Despite being a startup, Econduce handled the extra demand without altering its services or prices. “The availability of our scooters was reduced but all our users understood it was due to the period of restricted private vehicle use,” recalls Morales. He says the rise in the service’s popularity during the No-Drive Day period was no surprise. During the days that the city’s government enforced its car-use policies aimed at reducing pollution in the capital city, the public transport system passenger count on the metro increased between 15 and 18 percent. This accounts for almost 800,000 additional passengers to the usual 5.5 million daily commuters.

According to Morales, the real surprise for Econduce came months after the contingency ended when the company registered even more trips than during the months of the extended No-Drive Day policy. The company’s growth and acceptance has been of such magnitude that Econduce is now facing a problem that every company would love to face. “We have reached a point where we would like to maintain the number of users for a period of time because an increase in users may limit their access to the service.”

While the service’s popularity reflects positively on the quality and functionality of Econduce’s vehicles, it also reflects the success of a business model that does not rely on standard marketing strategies. “We operate a business based on a networking model,” says Morales. “If we have more scooter stations and more scooters available, users will feel that it is a convenient transportation method for them and we will grow more.” Expanding this is the company’s short-term plan. Of Econduce’s almost 3,000 active users, 60 percent have become regular clients. With only 5 percent of the company’s users being referrals from existing clients, the remaining 35 percent are the result of the company’s limited marketing campaigns, media appearances and promotional events.
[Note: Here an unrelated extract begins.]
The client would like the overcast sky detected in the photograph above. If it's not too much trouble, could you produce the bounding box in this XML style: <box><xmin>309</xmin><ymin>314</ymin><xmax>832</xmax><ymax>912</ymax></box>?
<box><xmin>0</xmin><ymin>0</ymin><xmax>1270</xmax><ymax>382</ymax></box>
Closing 2016 with almost 250 scooters, Econduce has already reached the maximum number of clients it can accommodate per scooter. “The biggest challenge now is to invest in expanding the scooter fleet, so units are available to users at all times,” says Morales. The company plans to double its scooter fleet in 2017 to attract more customers and to open more scooter stations. But this is easier said than done. Even though Econduce’s vehicles do not require special infrastructure such as complicated charging stations, they do require funding to bring more scooters into the country and improve the technology that forms the business’ base. The company’s participation in the Google Launchpad Accelerator will have an important role in this process. In fact, Econduce fits perfectly with the Launchpad Accelerator’s objective: a Latin American tech startup that can grow with the help of Google engineers, resources and mentors. “Econduce has a central technology component but it needs to improve. Our app already has functions that can turn any scooter on and off but we need an extra push,” says Morales.

Though increasing the fleet and making scooters more available is a business strategy, it is also intended to help create an integrated transportation system in the city. “We do not compete with Ecobici or other similar services,” says Morales. “We complement each other and in the end, we all want the same thing: for people to be more responsible in the way they use their private vehicle. That will reduce traffic and pollution.”